Human complex exploration strategies are enriched by noradrenaline-modulated heuristics

  1. Magda Dubois  Is a corresponding author
  2. Johanna Habicht
  3. Jochen Michely
  4. Rani Moran
  5. Ray J Dolan
  6. Tobias U Hauser  Is a corresponding author
  1. Max Planck UCL Centre for Computational Psychiatry and Ageing Research, United Kingdom
  2. Wellcome Trust Centre for Neuroimaging, University College London, United Kingdom
  3. Department of Psychiatry and Psychotherapy, Charité – Universitätsmedizin Berlin, Germany
Research Article
Cite this article as: eLife 2021;10:e59907 doi: 10.7554/eLife.59907
6 figures, 7 tables and 1 additional file

Figures

Figure 1 with 5 supplements
Study design.

In the Maggie’s farm task, subjects had to choose from three bandits (depicted as trees) to maximise an outcome (sum of reward). The rewards (apple size) of each bandit followed a normal distribution with a fixed sampling variance. (a) At the beginning of each trial, subjects were provided with some initial samples on the wooden crate at the bottom of the screen and had to select which bandit they wanted to sample from next. (b) Depending the condition, they could either perform one draw (short horizon) or six draws (long horizon). The empty spaces on the wooden crate (and the sun's position) indicated how many draws they had left. The first draw in both conditions was the main focus of the analysis. (c) In each trial, three bandits were displayed, selected from four possible bandits, with different generative processes that varied in terms of their sample mean and number of initial samples (i.e. samples shown at the beginning of a trial). The ‘certain-standard bandit’ and the ‘standard bandit’ had comparable means but different levels of uncertainty about their expected mean: they provided three and one initial sample, respectively; the ‘low-value bandit’ had a low mean and displayed one initial sample; the ‘novel bandit’ did not show any initial sample and its mean was comparable with that of the standard bandits. (d) Prior to the task, subjects were administered different drugs: 400 mg amisulpride that blocks dopaminergic D2/D3 receptors, 40 mg propranolol to block noradrenergic β-receptors, and inert substances for the placebo group. Different administration times were chosen to comply with the different drug pharmacokinetics (placebo matching the other groups’ administration schedule). (e) Simulating value-free random behaviour with a low vs high model parameter (ϵ) in this task shows that in a high regime, agents choose the low-value bandit more often (left panel; mean ± 1 SD) and are less consistent in their choices when facing identical choice options (right panel). (f) Novelty exploration exclusively promotes choosing choice options for which subjects have no prior information, captured by the ‘novel bandit’ in our task. For details about simulations cf. Materials and methods. For details about the task display Figure 1—figure supplement 1. For simulations of different exploration strategies and their impact of different bandits Figure 1—figure supplement 25.

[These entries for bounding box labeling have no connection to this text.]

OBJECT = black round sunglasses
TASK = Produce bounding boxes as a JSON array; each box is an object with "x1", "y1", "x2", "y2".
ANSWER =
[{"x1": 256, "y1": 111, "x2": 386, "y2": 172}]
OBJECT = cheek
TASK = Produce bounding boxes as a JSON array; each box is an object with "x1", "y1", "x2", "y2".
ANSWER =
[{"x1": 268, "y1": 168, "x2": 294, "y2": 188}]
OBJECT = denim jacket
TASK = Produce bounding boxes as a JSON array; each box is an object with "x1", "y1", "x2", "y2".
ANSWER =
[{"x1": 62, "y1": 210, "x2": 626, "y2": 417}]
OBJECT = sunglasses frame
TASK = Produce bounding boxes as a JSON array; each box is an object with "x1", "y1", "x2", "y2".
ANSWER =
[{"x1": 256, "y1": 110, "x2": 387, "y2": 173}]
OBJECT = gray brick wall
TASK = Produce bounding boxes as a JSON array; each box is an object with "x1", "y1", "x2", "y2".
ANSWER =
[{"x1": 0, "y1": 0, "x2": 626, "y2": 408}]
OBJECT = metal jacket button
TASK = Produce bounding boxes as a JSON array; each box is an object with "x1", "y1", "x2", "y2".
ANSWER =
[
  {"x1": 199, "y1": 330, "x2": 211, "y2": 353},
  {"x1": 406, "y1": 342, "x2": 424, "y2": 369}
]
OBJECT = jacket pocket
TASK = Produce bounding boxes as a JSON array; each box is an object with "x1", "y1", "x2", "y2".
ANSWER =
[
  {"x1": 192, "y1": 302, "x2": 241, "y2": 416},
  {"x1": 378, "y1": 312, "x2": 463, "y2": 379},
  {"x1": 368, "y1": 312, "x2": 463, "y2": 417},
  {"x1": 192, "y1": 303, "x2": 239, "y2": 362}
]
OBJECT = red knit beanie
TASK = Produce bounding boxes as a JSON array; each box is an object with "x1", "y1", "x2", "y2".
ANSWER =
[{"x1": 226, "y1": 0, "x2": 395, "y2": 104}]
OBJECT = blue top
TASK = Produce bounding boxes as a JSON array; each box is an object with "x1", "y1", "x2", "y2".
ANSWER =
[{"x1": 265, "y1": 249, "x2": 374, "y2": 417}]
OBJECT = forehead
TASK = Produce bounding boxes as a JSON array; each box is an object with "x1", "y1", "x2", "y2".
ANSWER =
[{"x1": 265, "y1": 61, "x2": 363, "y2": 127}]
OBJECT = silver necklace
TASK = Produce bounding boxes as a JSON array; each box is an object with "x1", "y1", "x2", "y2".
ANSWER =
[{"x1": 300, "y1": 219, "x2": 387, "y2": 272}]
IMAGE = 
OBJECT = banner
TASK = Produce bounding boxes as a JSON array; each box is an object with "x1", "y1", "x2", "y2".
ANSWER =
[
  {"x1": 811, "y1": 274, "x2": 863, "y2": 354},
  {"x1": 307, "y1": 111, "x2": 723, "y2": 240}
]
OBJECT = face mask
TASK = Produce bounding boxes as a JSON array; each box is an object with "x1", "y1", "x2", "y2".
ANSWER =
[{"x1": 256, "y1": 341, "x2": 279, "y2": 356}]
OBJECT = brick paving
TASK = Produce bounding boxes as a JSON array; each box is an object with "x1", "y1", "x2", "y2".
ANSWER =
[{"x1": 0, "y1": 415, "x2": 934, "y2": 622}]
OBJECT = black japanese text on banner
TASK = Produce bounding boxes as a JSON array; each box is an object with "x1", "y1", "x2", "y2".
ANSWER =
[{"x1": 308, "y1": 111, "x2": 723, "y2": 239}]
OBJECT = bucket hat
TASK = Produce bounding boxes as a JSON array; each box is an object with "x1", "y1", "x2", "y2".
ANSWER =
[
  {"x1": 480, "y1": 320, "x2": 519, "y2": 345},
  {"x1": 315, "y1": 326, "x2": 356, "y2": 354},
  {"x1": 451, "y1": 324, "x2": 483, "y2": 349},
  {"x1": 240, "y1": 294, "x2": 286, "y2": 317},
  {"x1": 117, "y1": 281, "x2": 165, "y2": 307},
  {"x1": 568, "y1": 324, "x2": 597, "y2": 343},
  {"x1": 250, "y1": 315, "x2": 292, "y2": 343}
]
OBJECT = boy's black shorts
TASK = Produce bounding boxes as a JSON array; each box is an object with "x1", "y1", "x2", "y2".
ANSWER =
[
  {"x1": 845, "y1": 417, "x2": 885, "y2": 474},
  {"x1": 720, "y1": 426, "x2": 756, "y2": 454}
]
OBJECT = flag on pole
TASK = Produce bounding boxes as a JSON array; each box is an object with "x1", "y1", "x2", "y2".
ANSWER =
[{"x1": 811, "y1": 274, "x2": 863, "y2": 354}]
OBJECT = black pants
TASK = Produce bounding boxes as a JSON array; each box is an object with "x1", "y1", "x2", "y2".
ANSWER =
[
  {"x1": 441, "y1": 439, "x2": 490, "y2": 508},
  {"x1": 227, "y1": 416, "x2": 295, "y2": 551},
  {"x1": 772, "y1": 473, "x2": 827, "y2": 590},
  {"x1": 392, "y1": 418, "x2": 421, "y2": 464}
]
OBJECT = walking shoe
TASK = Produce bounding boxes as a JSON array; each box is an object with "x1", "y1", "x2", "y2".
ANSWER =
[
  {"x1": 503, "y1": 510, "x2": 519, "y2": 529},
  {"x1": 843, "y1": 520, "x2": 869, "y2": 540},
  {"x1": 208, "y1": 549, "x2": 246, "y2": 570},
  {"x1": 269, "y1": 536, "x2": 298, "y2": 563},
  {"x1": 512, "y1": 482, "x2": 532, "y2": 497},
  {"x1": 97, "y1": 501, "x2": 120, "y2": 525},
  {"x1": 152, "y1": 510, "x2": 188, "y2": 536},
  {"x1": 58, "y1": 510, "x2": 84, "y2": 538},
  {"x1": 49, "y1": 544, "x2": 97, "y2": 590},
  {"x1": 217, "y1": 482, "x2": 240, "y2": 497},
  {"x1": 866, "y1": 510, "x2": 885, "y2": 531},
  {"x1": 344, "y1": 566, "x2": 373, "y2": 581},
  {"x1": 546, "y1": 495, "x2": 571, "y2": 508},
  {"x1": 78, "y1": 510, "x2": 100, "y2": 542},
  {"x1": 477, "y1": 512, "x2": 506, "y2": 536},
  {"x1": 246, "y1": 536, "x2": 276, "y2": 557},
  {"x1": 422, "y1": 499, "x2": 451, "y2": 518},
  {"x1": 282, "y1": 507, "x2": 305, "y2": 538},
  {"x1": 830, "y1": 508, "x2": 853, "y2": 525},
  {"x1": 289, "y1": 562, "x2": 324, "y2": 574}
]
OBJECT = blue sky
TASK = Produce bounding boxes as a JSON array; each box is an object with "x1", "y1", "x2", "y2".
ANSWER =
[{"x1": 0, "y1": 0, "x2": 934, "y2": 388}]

Figure 1—figure supplement 1
Visualisation of the nine different sizes that the apples could take.

The associated rewards went from 2 (small apple on the left) to 10 (big apple on the right).

Figure 1—figure supplement 2
Comparison of value-based (softmax) and value-free (ϵ-greedy) random exploration.

(a) Changing the softmax inverse temperature affects the slope of the sigmoid while changing the ϵ-greedy parameter (b) affects the compression of the sigmoid. Conceptually, in a softmax exploration mode, as each bandit's expected value is taken into account, (c) the second best bandit (medium-value bandit) is favoured over one with a lower value (low-value bandit) when injecting noise. In contrast, in an ϵ-greedy exploration mode, (d) bandits are explored equally often irrespective of their expected value. Both simulations were performed on trials without novel bandit. When simulating on all trials, we observe that this also has a consequence for choice consistency. (e) Choices are more consistent in a low (versus high) softmax exploration mode (i.e. high and low values of β, respectively), and similarly (f) choices are more consistent in a low (versus high) ϵ-greedy exploration mode (i.e. low and high values of ϵ, respectively). When comparing the overall consistency of the two random exploration strategies, consistency is higher in the value-based mode, reflecting a higher probability of (consistently) exploring the second best option, compared to an equal probability of exploring any non-optimal option (inconsistently) in the value-free mode.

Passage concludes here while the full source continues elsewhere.